I offer this in response to manhattan’s request for good questions in GQ to counter all the bong threads. I’m not claiming it’s a brilliant question, but I did a quick search and it doesn’t seem to have been discussed before. (By the way, manny, I hope you enjoy the break.)
I’ve been doing some reading on George Washington, and it seems to me that his military skills, specifically his battle strategies, weren’t all that hot. The few battles and skirmishes in which he prevailed seem to have been guided by luck, or sometimes by an idea proposed by somebody else. Example: The artillery that proved so useful at the siege of Boston was remembered and retrieved by Henry Knox. Up until then, Washington had apparently been content to sit for weeks and weeks.
There are many more examples of battles that were lost because of poor planning on Washington’s part. Boston itself was, according to what I’ve read, a victory snatched from the jaws of disaster; Washington had planned to sail troops into the port and catch the Brits in a pincer move, an absurdly complicated strategy that was luckily abandoned, apparently, due to poor weather. I also get the impression that Washington sidelined the long-distance sharpshooters, who had been picking off British officers at extreme ranges, because he didn’t find that style of fighting to be “proper.” At any rate, after Boston came a series of defeats: Long Island, Germantown, White Plains, and so on. The dumbest move, it seems to me, was his mid-retreat decision to beef up Fort Washington at the northern tip of Manhattan Island. The rest of the island and the surrounding waterways were British-controlled, its strategic value was questionable, and its full complement of more than two thousand men was quickly, easily, and predictably captured.
But by the same token, even with defeat after defeat (with the exceptions of Trenton and Princeton), he managed for the most part to hold the army together. And, of course, he won the battle that counted, at Yorktown, though it goes without saying that the arrival of the French was the decisive factor there. If he truly had been a bad general, he would have been removed, or his army would have deserted him in droves, or both.

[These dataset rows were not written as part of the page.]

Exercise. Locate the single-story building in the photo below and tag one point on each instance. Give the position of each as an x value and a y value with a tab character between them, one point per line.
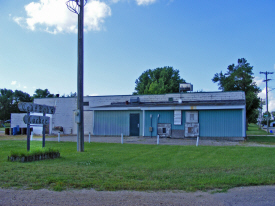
205	114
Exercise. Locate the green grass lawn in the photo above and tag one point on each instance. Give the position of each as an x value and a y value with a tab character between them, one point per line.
261	139
253	129
139	167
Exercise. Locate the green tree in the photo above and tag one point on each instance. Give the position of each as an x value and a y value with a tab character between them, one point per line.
240	78
158	81
40	93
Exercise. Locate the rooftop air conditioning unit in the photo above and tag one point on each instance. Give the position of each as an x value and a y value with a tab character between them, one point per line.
184	87
134	100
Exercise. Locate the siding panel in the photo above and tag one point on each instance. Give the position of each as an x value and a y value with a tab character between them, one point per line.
114	122
220	123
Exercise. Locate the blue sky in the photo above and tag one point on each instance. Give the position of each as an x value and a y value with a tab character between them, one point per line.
123	38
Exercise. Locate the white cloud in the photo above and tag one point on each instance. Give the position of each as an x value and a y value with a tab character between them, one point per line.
54	17
145	2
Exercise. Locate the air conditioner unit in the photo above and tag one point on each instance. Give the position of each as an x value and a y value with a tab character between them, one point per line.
164	130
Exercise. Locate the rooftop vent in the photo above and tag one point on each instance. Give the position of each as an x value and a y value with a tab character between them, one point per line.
134	100
184	87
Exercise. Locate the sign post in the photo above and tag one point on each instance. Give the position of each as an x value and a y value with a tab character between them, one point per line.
32	119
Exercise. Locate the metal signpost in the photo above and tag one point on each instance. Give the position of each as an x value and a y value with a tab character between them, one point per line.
32	119
77	6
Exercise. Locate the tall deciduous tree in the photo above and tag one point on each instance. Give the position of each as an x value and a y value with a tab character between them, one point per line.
158	81
240	78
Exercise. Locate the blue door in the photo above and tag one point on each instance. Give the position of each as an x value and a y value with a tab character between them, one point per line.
134	124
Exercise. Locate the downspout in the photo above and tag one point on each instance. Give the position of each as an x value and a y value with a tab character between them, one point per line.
151	124
157	124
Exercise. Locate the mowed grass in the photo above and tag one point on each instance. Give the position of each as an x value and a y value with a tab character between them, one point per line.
139	167
253	129
262	139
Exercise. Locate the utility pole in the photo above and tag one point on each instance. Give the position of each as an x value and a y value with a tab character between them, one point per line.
266	91
77	6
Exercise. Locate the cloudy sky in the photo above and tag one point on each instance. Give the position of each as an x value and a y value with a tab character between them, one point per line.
123	38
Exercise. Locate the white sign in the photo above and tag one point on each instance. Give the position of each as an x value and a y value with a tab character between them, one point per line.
31	119
30	107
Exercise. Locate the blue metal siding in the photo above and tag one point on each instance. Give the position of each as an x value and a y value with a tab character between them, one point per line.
114	122
220	123
166	117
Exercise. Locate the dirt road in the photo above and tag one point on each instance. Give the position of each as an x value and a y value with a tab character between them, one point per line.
260	195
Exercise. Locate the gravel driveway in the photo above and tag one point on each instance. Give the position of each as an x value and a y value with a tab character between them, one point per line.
258	196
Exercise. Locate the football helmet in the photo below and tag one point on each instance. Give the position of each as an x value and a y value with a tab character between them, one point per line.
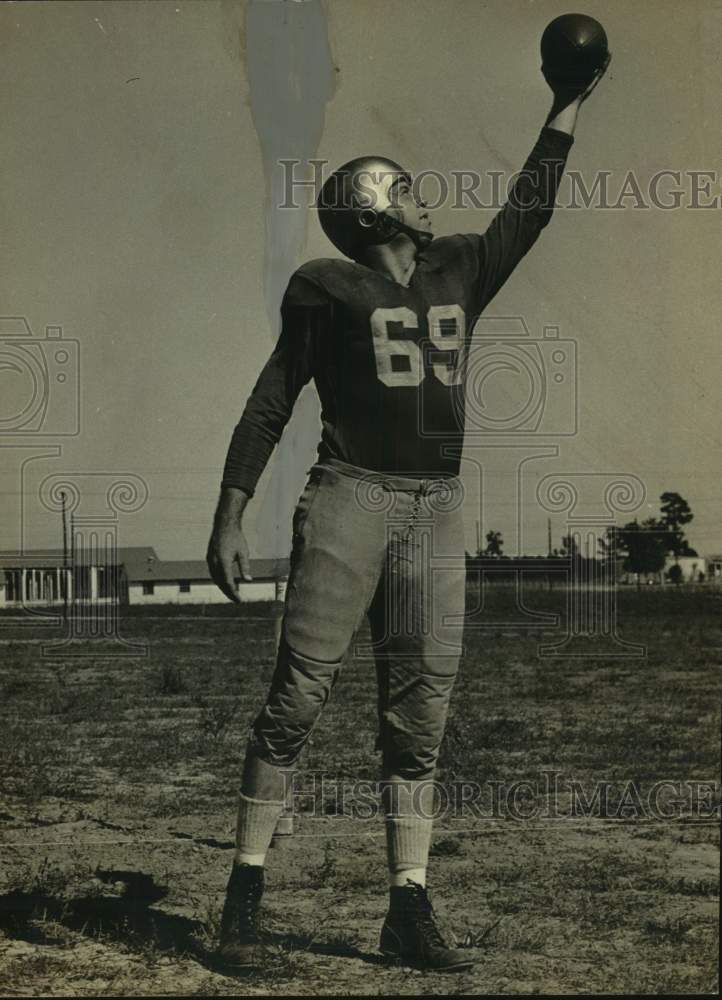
353	206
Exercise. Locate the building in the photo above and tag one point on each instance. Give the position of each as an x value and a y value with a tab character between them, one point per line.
714	567
135	576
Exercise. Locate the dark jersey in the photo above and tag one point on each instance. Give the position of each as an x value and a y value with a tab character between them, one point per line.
388	360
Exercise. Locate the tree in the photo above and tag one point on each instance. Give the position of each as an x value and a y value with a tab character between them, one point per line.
644	546
494	543
675	514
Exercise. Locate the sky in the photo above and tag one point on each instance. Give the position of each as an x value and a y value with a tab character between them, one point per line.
140	180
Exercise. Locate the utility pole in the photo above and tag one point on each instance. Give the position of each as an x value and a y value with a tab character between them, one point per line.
65	557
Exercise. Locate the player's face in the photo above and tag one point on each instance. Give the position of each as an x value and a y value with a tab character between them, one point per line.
407	208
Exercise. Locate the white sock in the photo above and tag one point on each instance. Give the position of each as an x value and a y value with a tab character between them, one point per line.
257	820
407	843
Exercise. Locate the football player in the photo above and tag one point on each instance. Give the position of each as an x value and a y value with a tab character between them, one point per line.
377	530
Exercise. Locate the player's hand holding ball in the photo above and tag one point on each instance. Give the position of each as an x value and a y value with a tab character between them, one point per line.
575	56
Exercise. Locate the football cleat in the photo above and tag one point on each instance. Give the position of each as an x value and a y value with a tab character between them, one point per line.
410	934
353	206
240	942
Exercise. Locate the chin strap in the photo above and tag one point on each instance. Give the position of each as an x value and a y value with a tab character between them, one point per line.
420	238
389	226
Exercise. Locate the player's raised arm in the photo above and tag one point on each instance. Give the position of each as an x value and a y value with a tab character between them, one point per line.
267	412
572	77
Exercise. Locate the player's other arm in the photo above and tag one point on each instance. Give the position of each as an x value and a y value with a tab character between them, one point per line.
267	411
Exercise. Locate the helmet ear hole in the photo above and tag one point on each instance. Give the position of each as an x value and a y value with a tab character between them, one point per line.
367	218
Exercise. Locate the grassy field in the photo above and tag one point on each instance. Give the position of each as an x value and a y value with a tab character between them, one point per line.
118	781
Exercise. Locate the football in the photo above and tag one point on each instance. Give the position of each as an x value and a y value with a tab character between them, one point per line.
573	48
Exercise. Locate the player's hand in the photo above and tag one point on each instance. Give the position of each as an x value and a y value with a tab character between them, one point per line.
227	546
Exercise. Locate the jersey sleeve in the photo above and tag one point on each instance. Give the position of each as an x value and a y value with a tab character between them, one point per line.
528	210
304	313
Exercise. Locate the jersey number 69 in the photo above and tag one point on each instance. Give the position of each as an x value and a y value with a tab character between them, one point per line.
446	331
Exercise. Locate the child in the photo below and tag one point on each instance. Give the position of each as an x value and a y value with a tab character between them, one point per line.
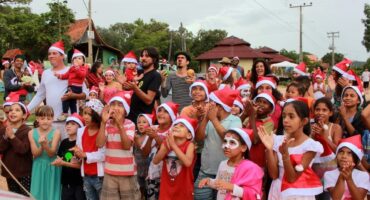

But then I read about Fort Necessity. This was during the French and Indian war, well before the Revolution, when Washington was still a Colonel. He apparently decided to situate this fort at the bottom of a valley, with steep hills on both sides. The French/Indian forces could sit on these hills and look down into the fort. What’s more, when it started raining, the water ran down the hills to the bottom of the valley and flooded the fort. Result: Rapid surrender. Now, I’m no expert, but this just seems like a really basic error in strategy, a total lack of forethought – you don’t put a fort at low ground with higher elevations all around.
So what’s the scoop? Has Washington’s military acumen been exaggerated, or was he on the downside of a series of narrow bad-luck squeakers? Or maybe his strategy all along was simply to outlast the bastards by whatever means necessary, knowing that eventually they’d get sick and tired and go home? What’s the deal?